Asylum seeker housing 
Clearsprings Ready Homes has provided accommodation for asylum seekers since at least 2000. It has operated all such accommodation in Wales since 2012, a contract which was valued at £119 million in 2016. The company currently has two ten-year contracts with the British government to operate accommodation for asylum seekers in Wales and the South of England until 2029, at a total cost of over £1 billion.

At temporary asylum seeker accommodation run by Clearsprings in Cardiff, residents were forced to wear red wrist bands to receive food. After the practice sparked controversy in 2016, including comments from the First Minister, Clearsprings reported that they would be scrapping the scheme. The accommodation, Lynx House, had also been found to be overcrowded and host to poor living conditions. Problems included damp carpets, malfunctioning fire alarms, and leaking plumbing. The Home Office received 59 complains about Clearsprings' accommodation services in 2016.
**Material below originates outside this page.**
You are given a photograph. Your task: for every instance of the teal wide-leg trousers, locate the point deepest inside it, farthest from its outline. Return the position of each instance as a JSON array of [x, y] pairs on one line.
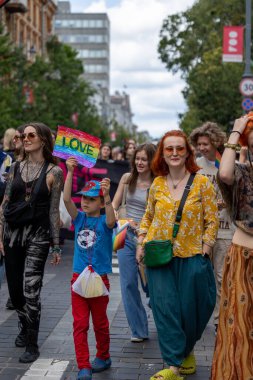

A 2019 investigation by The Guardian found that asylum seekers in Southall, London, were being housed in "dire living conditions" in properties managed by a company paid by Clearsprings, finding them to be overcrowded, lacking functioning facilities, and overrun with pests. Lawyers said the situation could be a breach of human rights legislation. The Home Office said that "urgent action" would be taken to rectify problems in the housing, and soon after the investigation was published improvements were made.

In June 2020, a three-year-old boy died at a house owned by Clearsprings. An investigation was opened to uncover the exact cause of death.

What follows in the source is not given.